Les États-Unis, le Japon et dix autres pays de la région Pacifique se retrouvent cette semaine à Hawaï pour mettre la dernière main à un vaste accord de libre-échange commercial dont les bienfaits économiques font débat.

Comme son cousin européen baptisé TTIP et lui aussi hautement controversé, le «Trans-Pacific Partnership» ou TPP est souvent accusé de se négocier dans l'opacité avec l'objectif inavoué de favoriser les multinationales.

Les douze pays qui se retrouvent à partir de mardi dans l'île américaine au milieu du Pacifique assurent au contraire que cet accord dopera la croissance dans la région et imposera au géant chinois, qui n'est pas partie aux discussions, d'ouvrir davantage son économie.

«Si nous n'écrivons pas les règles du commerce mondial, devinez quoi? La Chine le fera. Et ils feront de façon à avantager les entreprises et travailleurs chinois», avait déclaré en mai le président américain Barack Obama, ardent promoteur de ce traité.

Après des années de discussions, Washington et ses partenaires, qui pèsent ensemble 40% du produit intérieur brut mondial, espèrent que la session d'Hawaï aboutira à un accord ou, au moins, posera les bases d'un compromis à court terme.

Début juillet, le gouvernement australien disait ainsi s'attendre à un accord «dans les trois à quatre prochaines semaines».

Âpre bataille

Les États-Unis ont mis tout leur poids dans la balance pour faire avancer les négociations, qui visent à alléger les barrières douanières et réglementaires afin d'accélérer les échanges.

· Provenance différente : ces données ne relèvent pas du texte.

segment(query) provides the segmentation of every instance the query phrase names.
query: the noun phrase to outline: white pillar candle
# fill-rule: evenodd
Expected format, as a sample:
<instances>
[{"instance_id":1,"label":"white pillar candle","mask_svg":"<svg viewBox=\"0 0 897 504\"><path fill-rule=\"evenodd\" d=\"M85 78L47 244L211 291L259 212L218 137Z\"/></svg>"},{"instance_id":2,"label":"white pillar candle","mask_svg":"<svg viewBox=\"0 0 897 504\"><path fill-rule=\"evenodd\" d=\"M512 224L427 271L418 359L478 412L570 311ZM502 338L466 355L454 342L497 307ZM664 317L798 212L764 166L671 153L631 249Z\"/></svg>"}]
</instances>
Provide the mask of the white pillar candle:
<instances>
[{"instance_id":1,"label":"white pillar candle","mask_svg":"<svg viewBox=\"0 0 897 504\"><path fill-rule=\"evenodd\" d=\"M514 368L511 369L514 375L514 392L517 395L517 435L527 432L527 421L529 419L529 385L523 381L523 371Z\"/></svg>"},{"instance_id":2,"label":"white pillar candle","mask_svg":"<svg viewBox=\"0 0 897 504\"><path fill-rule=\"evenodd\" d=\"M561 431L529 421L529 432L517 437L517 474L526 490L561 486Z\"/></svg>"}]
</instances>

Après une âpre bataille au Congrès, jouée en partie contre ses propres alliés démocrates, Barack Obama a ainsi obtenu fin juin des pouvoirs de négociations accrus qui amenuisent la possibilité pour les élus américains de détricoter un futur accord.

Pour les autres pays TPP, situés sur le continent américain (Pérou, Chili, Canada, Mexique), en Asie (Brunei, Japon, Malaisie, Singapour, Vietnam) ou en Océanie (Australie, Nouvelle-Zélande), les enjeux sont également de taille.

Troisième économie mondiale, le Japon espère ainsi que cet accord l'aidera à faire passer des réformes intérieures impopulaires pour libéraliser le secteur agricole. Le Vietnam espère, lui, conquérir de nouveaux marchés qui lui sont aujourd'hui fermés.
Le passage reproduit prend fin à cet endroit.